The film is often ranked alongside Nagisa Oshima’s 1967 film Night and Fog in Japan as one of the leading films of the New Wave movement in Japanese cinema.The New Wave movement emerged in Japan during the late 1960s and early 1970s.

It was a social phenomenon that affected not only cinema, but theatre, music, literature and other art forms as well.

Importance Of Japanese New Wave Cinema

If you’ve ever wanted to get a better understanding of the history of Japan’s New Wave Cinema, then read on! We will be exploring techniques such as radical camera angles, abstract storytelling and other techniques that make this genre so different from many others.

In the late 1950s and early 1960s, Japan was experiencing a tremendous economic boom known as the “Japanese Miracle”.

As this was occurring, a new generation of artists began arising in the country.They were very different from previous generations of Japanese artists because they were heavily influenced by western culture.

These new artists began experimenting with new styles of art and music. The result was a cultural revolution that became known as the “Japanese New Wave Cinema” movement.

A lot of the films produced during this period were shocking to many Japanese viewers because they had never seen anything like them before.This was due to the fact that many of these filmmakers were experimenting with abstract storytelling, radical camera angles and other experimental methods.

Many people have since gone on to call these films “groundbreaking” and one of the greatest achievements to come out of Japan’s film industry.They are also important because they helped introduce some revolutionary technical advancements into the art form, including handheld cameras and other features that are now common place in modern cinema.

The End Of Japanese New Wave Cinema

The end of the 1950s wasn’t a particularly great time for Japan. The country had only recently recovered from the destruction of World War II, and it had done so with the help of the United States.

It was natural for there to be a resurgence in nationalism, and this led to rising tensions between Japan and much of the world.The Japanese new wave era began in the late 1950s and ended in the late 1960s.

During that time, young film artists rebelled against traditional cinema and attempted to create something new.The movement was heavily influenced by French cinematic efforts. The new filmmakers were heavily influenced by auteur theory, which stated that every film should be made by one director and that director should have complete control over the finished product.

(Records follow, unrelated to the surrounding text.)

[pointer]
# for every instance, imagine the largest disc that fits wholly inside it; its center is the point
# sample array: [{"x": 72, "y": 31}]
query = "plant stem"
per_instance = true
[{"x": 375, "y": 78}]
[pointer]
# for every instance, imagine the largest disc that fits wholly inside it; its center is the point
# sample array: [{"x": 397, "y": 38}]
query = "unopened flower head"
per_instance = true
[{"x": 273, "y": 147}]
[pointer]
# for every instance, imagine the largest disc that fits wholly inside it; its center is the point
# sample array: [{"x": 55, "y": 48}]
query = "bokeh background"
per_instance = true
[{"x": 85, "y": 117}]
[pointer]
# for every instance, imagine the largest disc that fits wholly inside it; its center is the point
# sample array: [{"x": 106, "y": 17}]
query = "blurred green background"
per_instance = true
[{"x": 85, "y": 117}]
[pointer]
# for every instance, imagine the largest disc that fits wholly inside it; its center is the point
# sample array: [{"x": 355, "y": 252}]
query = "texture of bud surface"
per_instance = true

They also tended to use improvisation on set, although they usually stuck to scripts written by others.So how did all this lead to the end of Japanese new wave cinema? The most obvious answer is that many of its most talented participants went on to other things after a few years.

Some, like Yuzo Kawashima and Shinji Sōmai, went off to Hollywood, where they made a few films during their decade-long stays abroad before returning home again. 

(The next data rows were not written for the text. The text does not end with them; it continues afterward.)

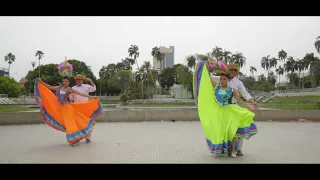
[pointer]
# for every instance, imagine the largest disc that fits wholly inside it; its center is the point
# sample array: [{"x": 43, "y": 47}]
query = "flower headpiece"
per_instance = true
[{"x": 65, "y": 68}]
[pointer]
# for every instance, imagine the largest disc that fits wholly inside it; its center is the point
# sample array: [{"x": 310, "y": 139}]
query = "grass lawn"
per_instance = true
[
  {"x": 294, "y": 103},
  {"x": 14, "y": 108},
  {"x": 161, "y": 105},
  {"x": 109, "y": 101}
]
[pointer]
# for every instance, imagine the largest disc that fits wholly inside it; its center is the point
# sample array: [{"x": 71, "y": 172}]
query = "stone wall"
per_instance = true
[{"x": 163, "y": 115}]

Japanese New Wave Cinema – Wrapping Up

If you’re looking to get into Japanese New Wave cinema, there are a few other films that I feel deserve a mention:The first is Kaneto Shindo’s Onibaba, which is something of an oddity in the collection. It’s set in the Heian period and tells the story of two women surviving on the fringes of society by killing samurai and stealing their armor.

The main characters are played by Nobuko Otowa and Kyoko Kishida, both of whom are brilliant in their roles. It’s almost impossible to describe Onibaba without spoiling it, so I’ll just say that it fits perfectly with the rest of this collection.

Takashi Miike’s Audition was also released in 1999, but its roots stretch back to a short film he made at Nihon University in 1994 called Onryo.Audition was controversial upon release because it was marketed as a horror film, but many felt that it crossed the line into torture porn.

It’s very hard to get hold of anywhere outside of Japan, but if you can track a copy down I strongly recommend doing so.Miike followed Audition up with Dead or Alive 2: Birds in 2000, which I consider to be his most underrated work.

Ready to learn about some other Film Movements or Film History?